The large variety of New Model firms also makes it apparent that young men are not the only ones concerned with flexibility. Senior lawyers with many years in practice are also opting out of Big Law. Jon Levitt and Bill Stone, both veteran in-house lawyers, founded Outside GC in 2002 after identifying a market need for part-time, on-demand general counsels. “From the very start, we saw an opportunity to attract really great lawyers by putting them more in control of what they did and how hard they worked,” says Stone. Stone says that many craft schedules around spending time with family, but many also use the time for volunteer work, hobbies, and starting other businesses.
While some of these firms have been around for more than a decade, it is more recently that they have been drawing significant attention in the industry. According to Debbie Epstein Henry, the founder of the firm Bliss Lawyers, one reason for this is the recession, after which many lawyers, men and women alike, were laid off and grew open to experimenting with alternative work arrangements. Technological developments have also made alternative arrangements more mainstream by reducing the stigma attached to working remotely. “It used to be that working from home was something to hide from clients,” says Epstein Henry. “Now clients are thrilled because they know the lack of overhead means we can charge them less.”

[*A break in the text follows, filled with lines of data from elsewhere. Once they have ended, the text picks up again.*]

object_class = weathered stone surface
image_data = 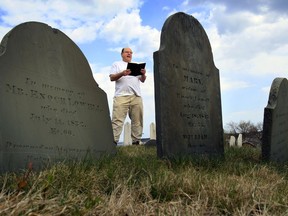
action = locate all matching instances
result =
[0,22,115,172]
[154,12,224,157]
[262,78,288,162]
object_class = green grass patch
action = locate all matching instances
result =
[0,146,288,215]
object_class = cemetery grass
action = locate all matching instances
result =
[0,146,288,215]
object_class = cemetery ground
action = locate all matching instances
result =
[0,146,288,215]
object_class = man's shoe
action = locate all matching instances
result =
[132,141,139,145]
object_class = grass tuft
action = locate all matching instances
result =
[0,146,288,216]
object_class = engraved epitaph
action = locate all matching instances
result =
[262,78,288,162]
[0,22,115,172]
[154,12,224,157]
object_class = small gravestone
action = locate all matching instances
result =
[150,122,156,140]
[0,22,116,172]
[237,134,242,147]
[154,12,224,157]
[229,136,236,147]
[262,78,288,162]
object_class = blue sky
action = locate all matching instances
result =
[0,0,288,140]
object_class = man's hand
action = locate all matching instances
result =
[122,69,131,76]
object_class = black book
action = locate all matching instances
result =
[127,62,146,76]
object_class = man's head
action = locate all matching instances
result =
[121,47,133,62]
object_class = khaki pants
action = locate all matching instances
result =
[112,95,143,142]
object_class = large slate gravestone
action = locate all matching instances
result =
[0,22,115,172]
[154,12,224,157]
[262,78,288,162]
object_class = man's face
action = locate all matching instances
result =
[121,48,133,62]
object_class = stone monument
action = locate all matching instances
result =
[0,22,116,173]
[154,12,224,157]
[262,78,288,162]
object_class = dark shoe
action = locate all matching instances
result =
[132,141,139,145]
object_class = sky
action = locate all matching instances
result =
[0,0,288,138]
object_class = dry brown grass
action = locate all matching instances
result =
[0,146,288,216]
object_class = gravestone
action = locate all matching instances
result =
[262,78,288,162]
[229,136,236,147]
[0,22,116,172]
[154,12,224,157]
[237,134,242,147]
[123,122,132,145]
[150,122,156,140]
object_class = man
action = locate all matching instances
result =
[110,47,146,145]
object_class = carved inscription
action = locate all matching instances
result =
[5,77,103,137]
[172,63,210,147]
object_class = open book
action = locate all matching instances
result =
[127,62,146,76]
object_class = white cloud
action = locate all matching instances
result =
[0,0,141,43]
[220,77,252,91]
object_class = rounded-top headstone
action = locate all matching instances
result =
[154,12,224,157]
[0,22,115,172]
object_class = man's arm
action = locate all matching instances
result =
[109,69,131,81]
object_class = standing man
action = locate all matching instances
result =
[110,47,146,145]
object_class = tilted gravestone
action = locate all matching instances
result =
[0,22,116,172]
[262,78,288,162]
[154,12,224,157]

Law firms that place a premium on flexibility are still in their infancy, but they provide hope that eventually the entire legal industry will shift towards a more flexible, family-friendly model. “What we know about workplace practices changing over time is that experiments that work are the forerunners of new traditions,” says Friedman. “It will take decades. But it’s going to happen.” In the coming legal world, the ultimate partner office may be the one that looks a lot like your own living room.